Multi-Selection for Recommendation Systems
Sahasrajit Sarmasarkar, Zhihao Jiang, Ashish Goel, Aleksandra Korolova, Kamesh Munagala
TL;DR
This work tackles privacy in recommender systems by combining geographic differential privacy with a local-trust framework and a multi-selection paradigm. The server returns $k$ candidate items plus a compact local model, enabling the user to pick the best item using their true features on-device, thereby improving utility under privacy constraints. The approach employs posterior sampling over training-user feature vectors, greedy submodular maximization to select results, and a PCA-based frugal model to assist local decision-making, all evaluated on the MovieLens-25M dataset.
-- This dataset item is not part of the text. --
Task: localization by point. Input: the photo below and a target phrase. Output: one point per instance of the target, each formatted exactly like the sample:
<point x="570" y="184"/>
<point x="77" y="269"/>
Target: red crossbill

Results show the multi-selection method yields about $97\%$ of the optimal utility under $\epsilon \approx 1$ GDP/LDP, outperforming single-result baselines and demonstrating a favorable privacy-utility tradeoff for private recommendations.
Abstract
We present the construction of a multi-selection model to answer differentially private queries in the context of recommendation systems. The server sends back multiple recommendations and a ``local model'' to the user, which the user can run locally on its device to select the item that best fits its private features. We study a setup where the server uses a deep neural network (trained on the Movielens 25M dataset as the ground truth for movie recommendation. In the multi-selection paradigm, the average recommendation utility is approximately 97\% of the optimal utility (as determined by the ground truth neural network) while maintaining a local differential privacy guarantee with $ε$ ranging around 1 with respect to feature vectors of neighboring users. This is in comparison to an average recommendation utility of 91\% in the non-multi-selection regime under the same constraints.